Virginia Gentleman: The Japanese people seem today like a peace loving people, yet committed incredible atrocities during World War II. What are some of the reasons for the rise of militarism in Japan in the 20’s?

John Taylor: "The Spirit Of Bushido"--history of the warrior code--The Samurai! Japan ruled for centuries by
the Tokugawa Shoguns. During WWII, General Hideki Tojo ran the show--not The Emperor. But Hirohito gave imperial sanction to the war crimes--i.e., beheading American flyboys. The Japanese are used to regimentation. I.e., group rule and structure of the society.”

Virginia Gentleman: At the end of your book you say that people tend to become more understanding and forgiving, as they grow older. What are some good historical examples of that?

John Taylor: “Former President George H.W. Bush was present at the funeral of the Emperor in 1989. Bush attended the December 7, 1991 Pearl Harbor memorial with Japanese and American vets in the audience.

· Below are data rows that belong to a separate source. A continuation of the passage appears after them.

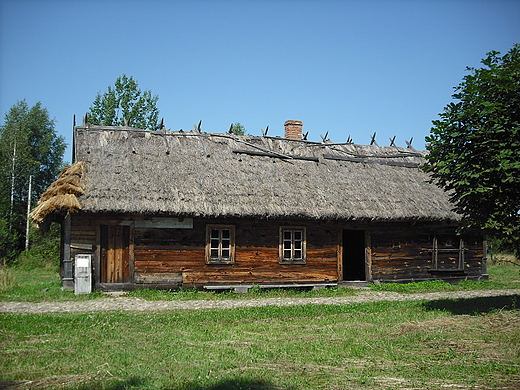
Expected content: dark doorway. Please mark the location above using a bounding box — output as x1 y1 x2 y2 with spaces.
342 230 366 281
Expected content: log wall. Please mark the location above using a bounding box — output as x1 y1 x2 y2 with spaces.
133 218 339 286
370 223 485 282
66 215 486 289
69 214 98 283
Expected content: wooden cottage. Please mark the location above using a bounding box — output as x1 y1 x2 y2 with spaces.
31 120 487 292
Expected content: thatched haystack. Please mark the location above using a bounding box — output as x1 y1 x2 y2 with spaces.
30 161 85 225
68 126 460 222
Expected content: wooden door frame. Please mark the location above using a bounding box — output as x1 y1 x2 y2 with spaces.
338 228 371 282
95 220 134 288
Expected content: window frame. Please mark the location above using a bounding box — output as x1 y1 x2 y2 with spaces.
206 225 236 265
279 226 307 264
431 235 465 270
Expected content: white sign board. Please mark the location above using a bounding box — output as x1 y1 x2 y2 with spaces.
75 254 92 295
135 218 193 229
76 255 90 268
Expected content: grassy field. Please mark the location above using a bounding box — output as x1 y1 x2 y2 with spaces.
1 258 520 302
1 296 519 389
1 262 519 389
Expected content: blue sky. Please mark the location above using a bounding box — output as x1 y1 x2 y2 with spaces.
1 0 518 163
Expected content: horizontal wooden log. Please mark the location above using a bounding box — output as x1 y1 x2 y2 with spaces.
323 153 419 168
135 272 183 284
135 259 337 274
233 149 319 162
134 247 338 267
183 270 337 285
70 243 93 250
71 247 96 256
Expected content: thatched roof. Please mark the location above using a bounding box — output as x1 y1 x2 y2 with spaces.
30 162 85 224
37 125 461 223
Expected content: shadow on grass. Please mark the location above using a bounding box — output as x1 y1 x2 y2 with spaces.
77 376 147 390
423 294 519 315
0 376 149 390
73 377 291 390
174 378 294 390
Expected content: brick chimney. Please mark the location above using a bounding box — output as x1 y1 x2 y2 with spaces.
284 120 303 140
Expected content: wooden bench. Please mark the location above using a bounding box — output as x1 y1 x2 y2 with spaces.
203 283 337 294
427 269 467 276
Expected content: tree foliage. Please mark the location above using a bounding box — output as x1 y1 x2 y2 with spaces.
87 74 160 130
423 44 520 257
0 100 66 260
228 122 246 136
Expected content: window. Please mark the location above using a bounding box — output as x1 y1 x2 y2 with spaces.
431 236 465 270
206 225 235 264
280 227 306 264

He said: "I hold no rancor in my heart for my former enemy." Remember this: Bush was shot down by a Japanese zero during WWII.”

Virginia Gentleman: What do the Japanese think of Douglas MacArthur today?

John Taylor:
“Very good query. I hear nothing on Japanese public TV (NHK) or from the American press as talking points on TV and radio vis-à-vis MacArthur's framing of modern Japan. This energizes short sidedness, was (and is) a big time motivation for my story. I want the world in general and America and Japan in particular to recognize what the General did for this geopolitical friend in Asia!”